Indexing and PSI Stubs in IntelliJ IDEA

Skip to end of metadata
Go to start of metadata

Introduction

IntelliJ IDEA's indexing framework provides a quick way to locate certain elements (for example, files containing a certain word or methods with a particular name) in large code bases. Plugin developers can use the existing indexes built by IntelliJ IDEA itself, as well as build and use their own indexes.

IntelliJ IDEA supports two main types of indexes: file-based indexes and stub indexes. File-based indexes are built directly over the content of files, and stub indexes are built over serialized stub trees. A stub tree for a source file is a subset of its PSI tree which contains only externally visible declarations and is serialized in a compact binary format. Querying a file-based index gets you the set of files matching a certain condition, and querying a stub index gets you the set of matching PSI elements. Therefore, custom language plugin developers should typically use stub indexes in their plugin implementations.

File-based Indexes

File-based indexes in IntelliJ IDEA are based on a map/reduce architecture. Each index has a certain type of key and a certain type of value. The key is what's later used to retrieve data from the index; for example, in the word index the key is the word itself. The value is arbitrary data which is associated with the key in the index; for example, in the word index the value is a mask indicating in which context the word occurs (code, string literal or comment). In the simplest case (when we only need to know in what files some data occurs), the value has type Void and is not stored in the index.
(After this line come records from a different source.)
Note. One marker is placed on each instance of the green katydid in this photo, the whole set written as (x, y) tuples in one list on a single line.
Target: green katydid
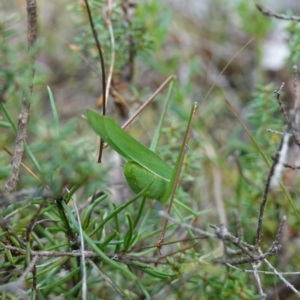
[(142, 166)]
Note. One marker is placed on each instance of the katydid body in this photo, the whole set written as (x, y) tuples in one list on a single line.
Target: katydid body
[(142, 166)]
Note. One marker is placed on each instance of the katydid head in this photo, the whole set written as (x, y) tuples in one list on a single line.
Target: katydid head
[(138, 178)]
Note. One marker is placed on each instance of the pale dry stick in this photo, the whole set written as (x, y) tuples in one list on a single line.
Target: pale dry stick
[(187, 226), (269, 13), (262, 272), (148, 101), (126, 259), (258, 282), (108, 14), (185, 142), (11, 182), (217, 188), (267, 185), (83, 265), (280, 276), (98, 45), (296, 100), (107, 279), (223, 70)]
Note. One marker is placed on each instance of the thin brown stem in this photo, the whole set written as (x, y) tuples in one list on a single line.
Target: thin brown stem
[(98, 45), (11, 182)]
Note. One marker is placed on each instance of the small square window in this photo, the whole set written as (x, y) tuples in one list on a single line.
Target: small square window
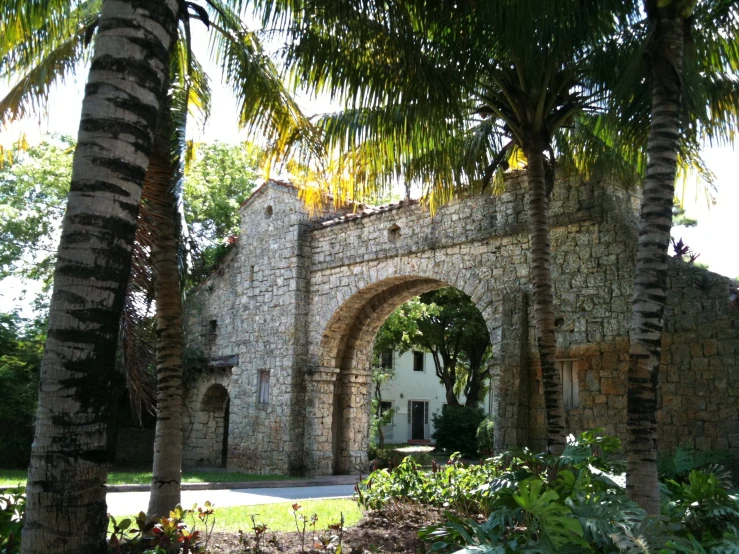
[(570, 388), (264, 387), (385, 407), (211, 333)]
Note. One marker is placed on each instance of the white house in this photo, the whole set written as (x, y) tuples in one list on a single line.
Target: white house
[(416, 393)]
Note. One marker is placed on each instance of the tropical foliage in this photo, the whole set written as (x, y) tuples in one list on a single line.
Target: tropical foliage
[(520, 501), (446, 323), (455, 429), (21, 347), (34, 182), (217, 182)]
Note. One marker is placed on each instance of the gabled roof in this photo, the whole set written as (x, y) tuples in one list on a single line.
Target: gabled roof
[(264, 186)]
When the index implementation indexes a file, it receives the content of a file and returns a map from the keys found in the file to the associated values. When the index is accessed, you specify the key that you're interested in and get back the list of files in which the key occurs and the value associated with each file.

Implementing a File-based Index

A fairly simple file-based index implementation is the UI Designer bound forms index. You can refer to it as an example to understand this discussion better.

Each specific index implementation is a class extending FileBasedIndexExtension, registered in the <fileBasedIndex> extension point. The implementation contains of the following main parts:

  • getIndexer() returns the indexer class, which is responsible for actually building a set of key/value pairs based on the file content.
  • getKeyDescriptor() returns the key descriptor, which is responsible for comparing the keys and storing them in a serialized binary format. Probably the most commonly used KeyDescriptor implementation is EnumeratorStringDescriptor implementation, designed for storing identifiers in an efficient way.
  • getValueExternalizer() returns the value serializer, which takes care of storing values in a serialized binary format.
  • getInputFilter() allows to restrict the indexing only to a certain set of files.
  • getVersion() returns the version of the index implementation. The index is automatically rebuilt if the current version differs from the version of the index implementation used to build the index.

If you don't need to associate any value with the files (i.e. your value type is Void), you can simplify the implementation by using ScalarIndexExtension as the base class.

Note that the data returned by DataIndexer.map() must depend only on input data passed to the method, and must not depend on any external files. Otherwise your index will not be correctly updated when the external data changes, and you will have stale data in your index.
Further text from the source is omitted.